I wrote a BPF object file which included a section and a static inlined function, which defined as below:
static inline __attribute__((always_inline)) bpf_call_func(...);
__section("entry") bpf_func(...); // called bpf_call_func
It worked well and when I used llvm-objdump, it showed that bpf_call_func
has already been inlined.
But when I defined another section in the same object file and called bpf_call_func
static inline __attribute__((always_inline)) bpf_call_func(...);
__section("entry") bpf_func(...); // called bpf_call_func
__section("entry2") bpf_func2(...); // called bpf_call_func
llvm-objdump showed bpf_call_func
didn't inlined in neither bpf_func
nor bpf_func2
. It just defined in the .text
section, and bpf_func
and bpf_func2
used call
instruction to call bpf_call_func
.
The bpf_call_func
is about 600 instructions. The bpf_func
and bpf_func
are about 250 instructions.
I viewed gcc manual, it says:
Note that certain usages in a function definition can make it unsuitable for inline substitution. Among these usages are: variadic functions, use of alloca, use of computed goto (see Labels as Values), use of nonlocal goto, use of nested functions, use of setjmp, use of __builtin_longjmp and use of __builtin_return or __builtin_apply_args. Using -Winline warns when a function marked inline could not be substituted, and gives the reason for the failure.
But I didn't know which condition matches my case.
I wonder why the bpf_call_func
doesn't inline when two sections are calling it?

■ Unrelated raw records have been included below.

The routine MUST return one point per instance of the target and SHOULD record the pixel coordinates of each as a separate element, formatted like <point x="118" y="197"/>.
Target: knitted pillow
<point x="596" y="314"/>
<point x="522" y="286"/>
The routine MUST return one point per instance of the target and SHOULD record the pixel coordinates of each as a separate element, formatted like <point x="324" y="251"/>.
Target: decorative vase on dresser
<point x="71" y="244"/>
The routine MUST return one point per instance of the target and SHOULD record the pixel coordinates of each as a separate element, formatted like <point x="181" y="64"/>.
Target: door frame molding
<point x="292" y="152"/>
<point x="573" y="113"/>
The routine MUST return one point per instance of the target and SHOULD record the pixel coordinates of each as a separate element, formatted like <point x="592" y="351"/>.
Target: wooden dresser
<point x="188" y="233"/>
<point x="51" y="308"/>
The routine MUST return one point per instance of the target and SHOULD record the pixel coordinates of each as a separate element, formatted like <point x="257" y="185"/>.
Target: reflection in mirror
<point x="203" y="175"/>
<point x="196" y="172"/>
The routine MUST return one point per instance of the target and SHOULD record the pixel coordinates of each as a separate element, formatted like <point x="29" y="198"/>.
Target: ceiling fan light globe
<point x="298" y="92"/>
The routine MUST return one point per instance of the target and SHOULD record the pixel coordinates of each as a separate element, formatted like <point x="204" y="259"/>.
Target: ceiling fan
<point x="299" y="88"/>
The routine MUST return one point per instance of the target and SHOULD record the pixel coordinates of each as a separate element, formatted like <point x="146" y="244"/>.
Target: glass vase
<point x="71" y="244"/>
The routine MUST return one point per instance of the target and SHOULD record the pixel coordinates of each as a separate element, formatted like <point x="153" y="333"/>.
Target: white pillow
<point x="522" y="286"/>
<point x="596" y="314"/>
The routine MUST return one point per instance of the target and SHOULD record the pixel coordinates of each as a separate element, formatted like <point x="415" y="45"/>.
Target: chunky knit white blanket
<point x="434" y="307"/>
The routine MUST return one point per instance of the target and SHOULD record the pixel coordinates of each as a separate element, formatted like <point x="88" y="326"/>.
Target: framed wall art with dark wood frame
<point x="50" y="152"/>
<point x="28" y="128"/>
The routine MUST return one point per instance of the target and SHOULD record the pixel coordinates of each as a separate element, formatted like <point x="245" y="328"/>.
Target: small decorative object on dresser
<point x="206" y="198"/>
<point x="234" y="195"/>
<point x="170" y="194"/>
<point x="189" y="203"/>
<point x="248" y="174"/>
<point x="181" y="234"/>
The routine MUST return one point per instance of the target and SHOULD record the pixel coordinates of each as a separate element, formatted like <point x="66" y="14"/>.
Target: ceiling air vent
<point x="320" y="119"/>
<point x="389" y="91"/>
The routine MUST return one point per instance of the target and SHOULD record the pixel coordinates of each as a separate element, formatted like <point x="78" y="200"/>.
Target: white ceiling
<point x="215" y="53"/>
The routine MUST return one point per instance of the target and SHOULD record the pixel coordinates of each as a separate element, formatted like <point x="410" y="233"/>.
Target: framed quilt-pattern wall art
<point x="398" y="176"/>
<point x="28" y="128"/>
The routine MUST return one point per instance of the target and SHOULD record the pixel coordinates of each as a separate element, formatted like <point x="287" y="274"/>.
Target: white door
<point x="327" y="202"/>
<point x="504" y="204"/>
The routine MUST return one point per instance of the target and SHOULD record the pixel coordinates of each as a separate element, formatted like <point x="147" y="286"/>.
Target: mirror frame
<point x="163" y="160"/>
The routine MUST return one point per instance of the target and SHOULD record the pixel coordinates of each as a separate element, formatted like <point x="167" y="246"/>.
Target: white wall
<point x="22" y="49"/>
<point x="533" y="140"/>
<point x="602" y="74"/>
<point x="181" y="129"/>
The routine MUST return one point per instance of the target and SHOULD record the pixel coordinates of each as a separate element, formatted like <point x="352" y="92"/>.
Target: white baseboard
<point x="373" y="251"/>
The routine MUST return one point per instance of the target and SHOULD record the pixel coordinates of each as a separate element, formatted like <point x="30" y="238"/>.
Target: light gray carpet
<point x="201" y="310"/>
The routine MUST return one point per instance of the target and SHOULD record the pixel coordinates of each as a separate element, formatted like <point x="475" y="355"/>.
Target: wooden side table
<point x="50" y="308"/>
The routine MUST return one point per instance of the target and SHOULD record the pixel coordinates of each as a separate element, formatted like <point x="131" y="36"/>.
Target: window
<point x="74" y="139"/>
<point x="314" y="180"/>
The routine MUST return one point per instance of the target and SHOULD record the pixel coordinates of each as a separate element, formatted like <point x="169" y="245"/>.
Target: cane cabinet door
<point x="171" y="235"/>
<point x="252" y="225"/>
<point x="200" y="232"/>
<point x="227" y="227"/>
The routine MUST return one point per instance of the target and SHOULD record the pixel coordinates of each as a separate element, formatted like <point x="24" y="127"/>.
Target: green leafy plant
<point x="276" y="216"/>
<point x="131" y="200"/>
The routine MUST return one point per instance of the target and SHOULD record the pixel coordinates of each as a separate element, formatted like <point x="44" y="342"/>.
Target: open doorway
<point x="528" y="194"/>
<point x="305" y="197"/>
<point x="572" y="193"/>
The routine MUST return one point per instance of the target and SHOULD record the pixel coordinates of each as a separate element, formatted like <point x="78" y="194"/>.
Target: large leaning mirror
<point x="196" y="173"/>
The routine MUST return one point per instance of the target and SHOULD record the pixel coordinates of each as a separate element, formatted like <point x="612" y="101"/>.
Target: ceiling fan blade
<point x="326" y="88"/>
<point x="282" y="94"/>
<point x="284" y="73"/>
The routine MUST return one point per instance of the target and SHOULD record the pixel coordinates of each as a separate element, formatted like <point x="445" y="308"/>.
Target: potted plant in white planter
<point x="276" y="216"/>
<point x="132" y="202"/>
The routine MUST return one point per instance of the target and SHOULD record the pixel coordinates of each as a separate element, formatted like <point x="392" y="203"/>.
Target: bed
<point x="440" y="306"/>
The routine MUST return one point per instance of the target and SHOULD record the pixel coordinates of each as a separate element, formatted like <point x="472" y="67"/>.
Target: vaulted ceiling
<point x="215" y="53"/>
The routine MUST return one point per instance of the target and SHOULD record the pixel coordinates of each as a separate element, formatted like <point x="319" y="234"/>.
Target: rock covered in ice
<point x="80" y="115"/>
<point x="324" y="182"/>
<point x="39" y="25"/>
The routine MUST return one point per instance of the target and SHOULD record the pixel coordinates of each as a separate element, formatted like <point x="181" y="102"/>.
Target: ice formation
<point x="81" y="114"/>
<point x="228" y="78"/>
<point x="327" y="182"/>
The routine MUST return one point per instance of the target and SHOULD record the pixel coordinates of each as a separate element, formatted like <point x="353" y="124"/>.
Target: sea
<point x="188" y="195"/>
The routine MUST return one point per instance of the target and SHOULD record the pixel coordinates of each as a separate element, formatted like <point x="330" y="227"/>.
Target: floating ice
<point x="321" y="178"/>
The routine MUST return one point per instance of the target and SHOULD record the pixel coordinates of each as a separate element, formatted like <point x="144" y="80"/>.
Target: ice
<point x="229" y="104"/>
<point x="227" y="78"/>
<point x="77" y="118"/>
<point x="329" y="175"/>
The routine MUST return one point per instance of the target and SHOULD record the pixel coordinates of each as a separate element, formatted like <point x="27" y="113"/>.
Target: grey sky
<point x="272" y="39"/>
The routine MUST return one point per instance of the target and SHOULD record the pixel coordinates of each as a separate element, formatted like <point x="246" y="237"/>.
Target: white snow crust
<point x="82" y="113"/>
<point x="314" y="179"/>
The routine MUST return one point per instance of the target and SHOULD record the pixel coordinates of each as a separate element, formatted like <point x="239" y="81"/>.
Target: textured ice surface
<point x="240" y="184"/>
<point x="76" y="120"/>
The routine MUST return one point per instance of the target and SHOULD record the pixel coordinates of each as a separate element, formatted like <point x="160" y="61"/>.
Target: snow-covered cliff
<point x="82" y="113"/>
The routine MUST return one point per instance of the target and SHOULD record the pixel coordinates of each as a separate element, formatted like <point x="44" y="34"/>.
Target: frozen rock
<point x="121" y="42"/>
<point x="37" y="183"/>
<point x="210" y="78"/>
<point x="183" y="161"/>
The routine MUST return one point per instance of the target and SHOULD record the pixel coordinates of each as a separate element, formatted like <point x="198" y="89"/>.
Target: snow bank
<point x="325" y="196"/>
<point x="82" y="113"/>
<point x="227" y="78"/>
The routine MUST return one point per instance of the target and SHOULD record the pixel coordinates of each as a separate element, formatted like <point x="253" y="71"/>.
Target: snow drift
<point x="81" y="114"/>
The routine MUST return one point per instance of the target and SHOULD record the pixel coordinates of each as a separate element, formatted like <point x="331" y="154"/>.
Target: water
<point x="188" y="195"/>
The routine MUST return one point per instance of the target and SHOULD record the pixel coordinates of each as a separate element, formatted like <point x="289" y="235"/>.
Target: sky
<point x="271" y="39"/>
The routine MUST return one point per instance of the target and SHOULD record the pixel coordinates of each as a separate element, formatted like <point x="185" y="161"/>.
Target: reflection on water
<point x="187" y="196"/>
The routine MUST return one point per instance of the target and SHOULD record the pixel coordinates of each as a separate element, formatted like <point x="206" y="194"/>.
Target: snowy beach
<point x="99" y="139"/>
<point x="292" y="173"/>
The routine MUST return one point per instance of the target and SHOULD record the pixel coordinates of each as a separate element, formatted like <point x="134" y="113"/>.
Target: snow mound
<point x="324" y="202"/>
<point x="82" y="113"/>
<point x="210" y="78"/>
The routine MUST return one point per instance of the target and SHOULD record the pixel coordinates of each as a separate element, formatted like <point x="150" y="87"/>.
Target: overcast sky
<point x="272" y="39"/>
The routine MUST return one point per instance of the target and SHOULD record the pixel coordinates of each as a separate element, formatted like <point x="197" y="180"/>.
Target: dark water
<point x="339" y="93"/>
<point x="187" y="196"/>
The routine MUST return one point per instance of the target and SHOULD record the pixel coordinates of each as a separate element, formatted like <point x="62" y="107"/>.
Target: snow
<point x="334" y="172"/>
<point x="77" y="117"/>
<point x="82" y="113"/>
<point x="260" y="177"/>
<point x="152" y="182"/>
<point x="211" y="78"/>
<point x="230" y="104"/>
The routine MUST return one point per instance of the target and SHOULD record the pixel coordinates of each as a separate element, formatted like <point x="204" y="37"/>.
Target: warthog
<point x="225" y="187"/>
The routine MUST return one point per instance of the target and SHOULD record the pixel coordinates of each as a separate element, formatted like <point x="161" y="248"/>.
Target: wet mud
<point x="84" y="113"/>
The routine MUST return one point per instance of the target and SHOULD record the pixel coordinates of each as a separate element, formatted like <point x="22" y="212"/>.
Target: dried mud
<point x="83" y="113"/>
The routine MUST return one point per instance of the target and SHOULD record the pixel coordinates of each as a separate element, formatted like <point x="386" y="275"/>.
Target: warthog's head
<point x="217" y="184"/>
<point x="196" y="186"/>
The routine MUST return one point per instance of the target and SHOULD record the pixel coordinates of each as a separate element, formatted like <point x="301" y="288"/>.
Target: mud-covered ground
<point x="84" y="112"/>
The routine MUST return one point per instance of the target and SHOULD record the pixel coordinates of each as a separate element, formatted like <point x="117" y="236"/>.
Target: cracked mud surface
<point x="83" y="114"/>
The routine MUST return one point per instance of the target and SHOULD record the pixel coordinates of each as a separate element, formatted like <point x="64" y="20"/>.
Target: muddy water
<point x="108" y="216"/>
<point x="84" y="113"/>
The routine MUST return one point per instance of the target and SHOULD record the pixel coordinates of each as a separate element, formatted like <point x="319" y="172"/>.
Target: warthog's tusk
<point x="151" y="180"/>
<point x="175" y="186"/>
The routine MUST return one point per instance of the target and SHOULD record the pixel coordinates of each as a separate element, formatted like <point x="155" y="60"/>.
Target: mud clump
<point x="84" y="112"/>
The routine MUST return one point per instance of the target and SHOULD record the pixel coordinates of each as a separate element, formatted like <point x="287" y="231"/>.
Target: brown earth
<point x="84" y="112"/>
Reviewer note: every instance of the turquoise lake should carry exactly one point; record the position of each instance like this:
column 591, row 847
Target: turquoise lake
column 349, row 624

Is it related to bpf_call_func
's instruction number?
From what I can find there is not way to actually force clang to inline a function, this is the clang reference for always_inline:
Inlining heuristics are disabled and inlining is always attempted regardless of optimization level.
Does not guarantee that inline substitution actually occurs.
This seems to be a clang thing since GCC states that it will always inline like the attribute suggests, or throw an error(for calls within a unit):
always_inline
Generally, functions are not inlined unless optimization is specified. For functions declared inline, this attribute inlines the function independent of any restrictions that otherwise apply to inlining. Failure to inline such a function is diagnosed as an error. Note that if such a function is called indirectly the compiler may or may not inline it depending on optimization level and a failure to inline an indirect call may or may not be diagnosed.
GCC provides a -Winline
flag so the compiler warns about functions that were not inlined, but clang ignores this:
-Winline
This diagnostic flag exists for GCC compatibility, and has no effect in Clang.
So, it seems that clang treats the always_inline attribute as a hint and will happily not inline functions without error or warning. In your case it likely decided that your inline function is to large.
And to be fair, unless you need to support kernels lower than 4.16 it doesn't matter that much, since eBPF supports functions calls nowadays.